In the early stages of polio, the doctors pointed out in the Journal of the American Medical Association, victims often complain of pain which keeps them rest less, fretful and unable to sleep well.
Many others have a less obvious tenderness in muscles or arteries, which flares up as acute pain when they are handled by nurses. Still others have severe muscle spasm.
Most of the patients began to feel better within half an hour after getting Priscoline, the six doctors reported. They "experienced a sense of well-being and sighed with relief. The pain either diminished or disappeared completely . . . They rested more comfortably during the day.

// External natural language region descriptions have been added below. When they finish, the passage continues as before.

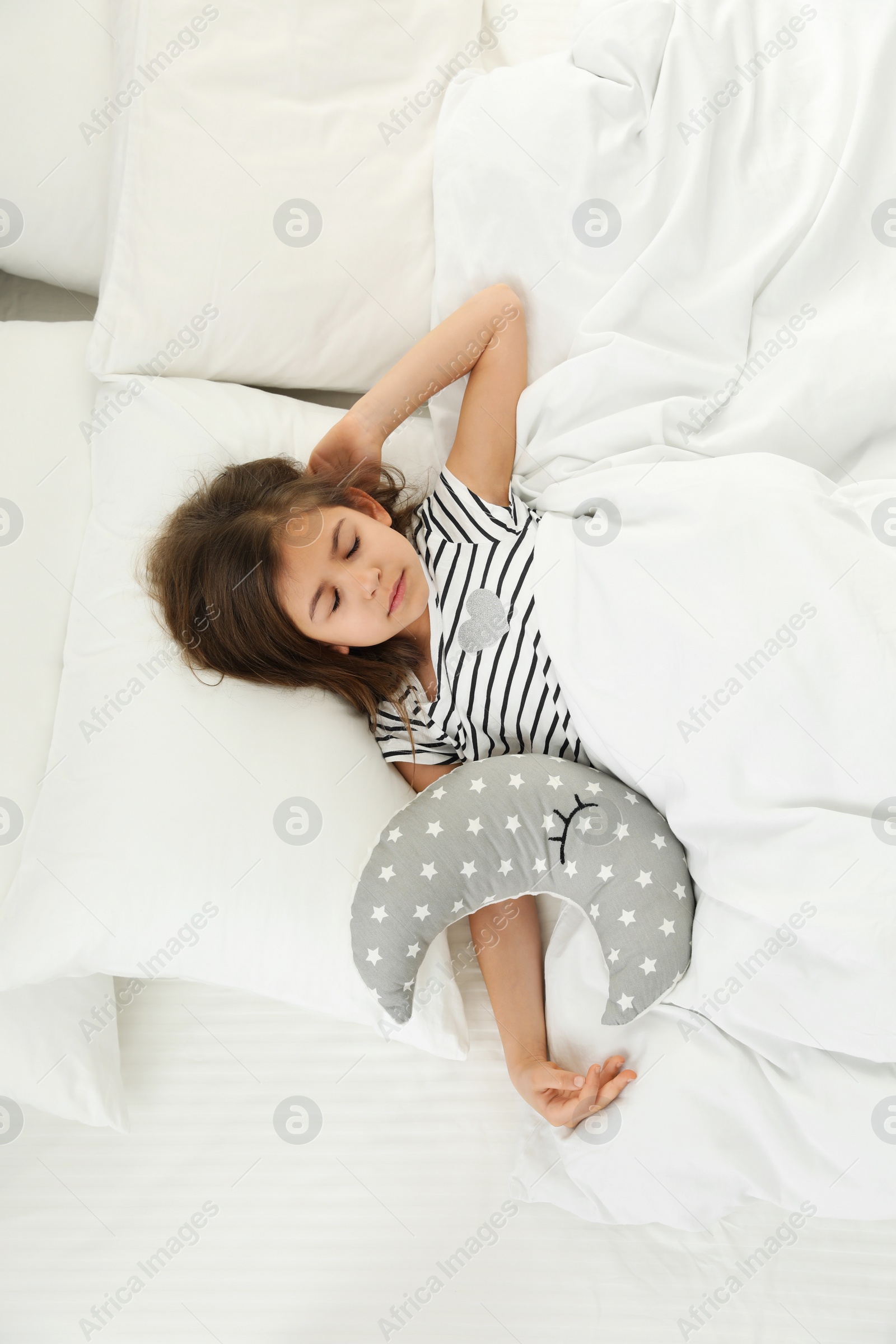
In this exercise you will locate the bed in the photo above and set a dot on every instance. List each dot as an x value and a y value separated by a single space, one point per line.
428 1195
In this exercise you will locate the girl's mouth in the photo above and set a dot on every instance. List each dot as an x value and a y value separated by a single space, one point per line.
398 593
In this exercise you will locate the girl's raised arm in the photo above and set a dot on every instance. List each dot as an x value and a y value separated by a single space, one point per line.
484 338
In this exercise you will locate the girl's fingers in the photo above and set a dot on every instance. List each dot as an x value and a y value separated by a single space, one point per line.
561 1080
610 1090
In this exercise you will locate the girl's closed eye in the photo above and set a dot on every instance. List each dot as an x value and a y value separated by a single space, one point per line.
349 553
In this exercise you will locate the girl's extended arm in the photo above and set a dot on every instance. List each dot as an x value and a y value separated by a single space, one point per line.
508 945
484 338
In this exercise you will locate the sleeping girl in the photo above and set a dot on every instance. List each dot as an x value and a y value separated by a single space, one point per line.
419 613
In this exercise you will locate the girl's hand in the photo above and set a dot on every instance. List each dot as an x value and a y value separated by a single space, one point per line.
346 447
566 1099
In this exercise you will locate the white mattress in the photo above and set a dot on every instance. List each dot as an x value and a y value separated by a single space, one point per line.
320 1241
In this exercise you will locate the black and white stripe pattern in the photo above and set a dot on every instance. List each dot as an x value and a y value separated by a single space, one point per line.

Their appetite improved, and they enjoyed their food. The majority stated that they were able to sleep comfortably for the first time since the illness began.
Muscle twitchings present in some of the patients receded." There was no evidence that the drug affected the polio virus in any way. But perhaps because the patients' resistance was not sapped so quickly by pain and loss of sleep, the acute phase of the illness appeared to be shortened.
Most of Dr. Smith's patients were able to leave the hospital after only seven to 14 days, some to go home, others to an orthopedic hospital where the retraining of impaired muscles could begin sooner. Dr. Smith does not recommend giving the drug to patients who have the severe forms of bulbar or bulbospinal poliomyelitis, or to those in iron lungs.
The doctors also reported an indirect benefit. Moist hot packs have been the standard treatment for polio pain. Besides being messy, packs keep the nurses overworked. With the drug, nurses can spend more time on other ways of making their patients more comfortable.